The last few years have witnessed unprecedented volatility across industries and stock markets. No wonder that organisations are not immune from it either. A common thread to this downfall has been stakeholders’ growing impatience with the CEO and the question of the high fixed pay component. The focus is shifting towards a pay structure where the element of higher variable pay is gaining acceptance. The logic alluded is that when CEOs act as a catalyst to drive shareholders’ value they can also claim a larger part of the pie. However, if things don’t work as expected, they are also expected to lower their share of the earning. The element of variable pay will drive more responsible behaviour from the CEO when doing business as this would have a direct implication on their personal wealth.

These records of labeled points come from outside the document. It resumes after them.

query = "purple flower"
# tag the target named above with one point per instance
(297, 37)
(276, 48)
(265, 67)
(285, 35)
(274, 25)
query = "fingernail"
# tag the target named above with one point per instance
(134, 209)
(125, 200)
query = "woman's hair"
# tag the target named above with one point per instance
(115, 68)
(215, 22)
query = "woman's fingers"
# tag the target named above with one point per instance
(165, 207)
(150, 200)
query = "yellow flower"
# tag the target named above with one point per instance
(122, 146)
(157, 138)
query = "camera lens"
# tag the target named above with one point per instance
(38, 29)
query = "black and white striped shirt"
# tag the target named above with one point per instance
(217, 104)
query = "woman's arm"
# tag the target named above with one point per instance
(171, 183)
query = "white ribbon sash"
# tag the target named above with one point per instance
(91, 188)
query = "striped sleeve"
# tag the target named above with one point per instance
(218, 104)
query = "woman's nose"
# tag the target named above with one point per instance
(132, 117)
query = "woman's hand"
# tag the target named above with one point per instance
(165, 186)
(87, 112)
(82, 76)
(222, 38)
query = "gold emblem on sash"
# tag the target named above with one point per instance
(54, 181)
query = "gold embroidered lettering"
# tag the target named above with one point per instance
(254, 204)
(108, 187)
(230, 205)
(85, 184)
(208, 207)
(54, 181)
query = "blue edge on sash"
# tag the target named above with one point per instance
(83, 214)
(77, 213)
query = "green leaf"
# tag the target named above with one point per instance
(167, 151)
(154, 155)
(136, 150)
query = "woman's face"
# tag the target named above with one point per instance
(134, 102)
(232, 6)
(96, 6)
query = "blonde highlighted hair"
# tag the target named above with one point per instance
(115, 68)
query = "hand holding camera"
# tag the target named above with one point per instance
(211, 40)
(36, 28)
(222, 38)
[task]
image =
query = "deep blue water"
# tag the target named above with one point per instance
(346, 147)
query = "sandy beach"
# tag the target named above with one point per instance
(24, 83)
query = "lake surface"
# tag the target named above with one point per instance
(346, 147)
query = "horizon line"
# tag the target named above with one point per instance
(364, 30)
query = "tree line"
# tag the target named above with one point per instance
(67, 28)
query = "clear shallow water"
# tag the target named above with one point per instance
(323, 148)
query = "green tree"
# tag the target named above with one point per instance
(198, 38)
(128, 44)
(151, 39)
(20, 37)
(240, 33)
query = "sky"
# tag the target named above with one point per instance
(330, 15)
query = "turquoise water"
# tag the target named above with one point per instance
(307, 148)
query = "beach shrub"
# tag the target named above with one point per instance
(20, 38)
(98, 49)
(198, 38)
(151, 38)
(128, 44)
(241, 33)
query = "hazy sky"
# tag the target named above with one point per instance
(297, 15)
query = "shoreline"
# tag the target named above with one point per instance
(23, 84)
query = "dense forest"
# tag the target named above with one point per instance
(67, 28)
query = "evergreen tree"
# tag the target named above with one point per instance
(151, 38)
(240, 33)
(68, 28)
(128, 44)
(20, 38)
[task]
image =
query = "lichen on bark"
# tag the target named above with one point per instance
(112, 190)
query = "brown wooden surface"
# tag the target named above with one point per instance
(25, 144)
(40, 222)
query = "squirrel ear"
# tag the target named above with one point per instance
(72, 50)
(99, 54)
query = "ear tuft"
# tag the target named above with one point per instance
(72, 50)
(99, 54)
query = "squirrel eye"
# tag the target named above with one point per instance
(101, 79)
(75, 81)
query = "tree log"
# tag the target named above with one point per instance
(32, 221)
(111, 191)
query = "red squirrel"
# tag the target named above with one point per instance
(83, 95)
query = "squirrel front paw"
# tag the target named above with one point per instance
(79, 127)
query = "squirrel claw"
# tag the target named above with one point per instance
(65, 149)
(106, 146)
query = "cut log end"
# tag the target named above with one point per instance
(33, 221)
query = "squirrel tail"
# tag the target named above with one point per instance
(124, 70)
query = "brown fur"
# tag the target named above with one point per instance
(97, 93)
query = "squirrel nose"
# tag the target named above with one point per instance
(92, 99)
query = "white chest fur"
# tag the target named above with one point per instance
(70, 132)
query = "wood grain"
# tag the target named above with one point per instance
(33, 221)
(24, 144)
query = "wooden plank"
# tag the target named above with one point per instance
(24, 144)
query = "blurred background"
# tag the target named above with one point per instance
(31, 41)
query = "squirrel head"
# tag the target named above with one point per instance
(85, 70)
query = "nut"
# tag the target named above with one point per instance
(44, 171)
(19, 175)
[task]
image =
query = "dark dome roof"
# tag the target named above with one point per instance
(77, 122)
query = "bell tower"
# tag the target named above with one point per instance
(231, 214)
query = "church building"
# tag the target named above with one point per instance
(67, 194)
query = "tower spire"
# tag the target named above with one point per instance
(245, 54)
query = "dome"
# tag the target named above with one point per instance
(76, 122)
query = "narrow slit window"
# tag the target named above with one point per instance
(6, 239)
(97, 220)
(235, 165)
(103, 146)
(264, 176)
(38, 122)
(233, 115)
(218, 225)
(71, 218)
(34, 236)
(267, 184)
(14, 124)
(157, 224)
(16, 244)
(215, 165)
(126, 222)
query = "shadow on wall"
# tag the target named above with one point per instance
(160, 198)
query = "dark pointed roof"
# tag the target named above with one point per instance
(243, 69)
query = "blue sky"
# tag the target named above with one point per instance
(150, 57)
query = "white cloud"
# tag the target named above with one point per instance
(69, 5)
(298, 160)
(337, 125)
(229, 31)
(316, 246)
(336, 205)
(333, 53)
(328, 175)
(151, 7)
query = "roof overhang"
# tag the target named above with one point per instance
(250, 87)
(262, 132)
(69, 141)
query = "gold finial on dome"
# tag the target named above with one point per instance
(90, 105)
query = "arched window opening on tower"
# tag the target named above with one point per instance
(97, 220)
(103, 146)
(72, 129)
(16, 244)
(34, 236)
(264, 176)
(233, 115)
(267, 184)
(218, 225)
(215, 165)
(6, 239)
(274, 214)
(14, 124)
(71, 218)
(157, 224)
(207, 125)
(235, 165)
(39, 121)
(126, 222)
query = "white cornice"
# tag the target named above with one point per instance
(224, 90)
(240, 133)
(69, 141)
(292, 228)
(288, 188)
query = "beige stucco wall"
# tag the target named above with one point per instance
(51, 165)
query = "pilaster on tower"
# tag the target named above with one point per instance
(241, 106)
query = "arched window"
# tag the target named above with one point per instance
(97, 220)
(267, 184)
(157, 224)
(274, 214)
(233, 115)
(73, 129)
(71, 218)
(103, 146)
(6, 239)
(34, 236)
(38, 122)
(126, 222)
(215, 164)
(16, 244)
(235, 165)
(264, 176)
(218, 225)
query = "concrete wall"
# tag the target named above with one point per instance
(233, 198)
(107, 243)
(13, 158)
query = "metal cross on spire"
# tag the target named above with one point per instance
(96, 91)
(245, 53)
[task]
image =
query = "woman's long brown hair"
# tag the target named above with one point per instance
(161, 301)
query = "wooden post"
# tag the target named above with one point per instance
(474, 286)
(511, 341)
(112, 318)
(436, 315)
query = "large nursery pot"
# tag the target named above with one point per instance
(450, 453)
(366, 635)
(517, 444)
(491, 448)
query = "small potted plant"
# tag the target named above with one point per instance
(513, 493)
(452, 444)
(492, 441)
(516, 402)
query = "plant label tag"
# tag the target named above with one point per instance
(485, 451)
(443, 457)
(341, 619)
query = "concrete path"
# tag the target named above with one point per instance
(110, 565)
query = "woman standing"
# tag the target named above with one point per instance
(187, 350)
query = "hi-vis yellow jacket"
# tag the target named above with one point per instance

(VD Wadhwa, MD &CEO, Timex Group India
Much has been spoken about CEO compensation in recent times, and two issues have been at the forefront — the appropriate level of CEO compensation and its structure. Linking pay to performance is generally a positive step since it creates the right incentives for individuals. While there are many ways to do this — bonus, ESOPs, stock grants to name a few — it is important to balance long-term orientation with short-term rewards.
An example would be CEO compensation disproportionately linked with stock price or stock options, which are driven by analyst expectations, which can negatively impact a company’s growth in the long term. Furthermore, very high bonuses can lead to distortions, as seen in the banking sector.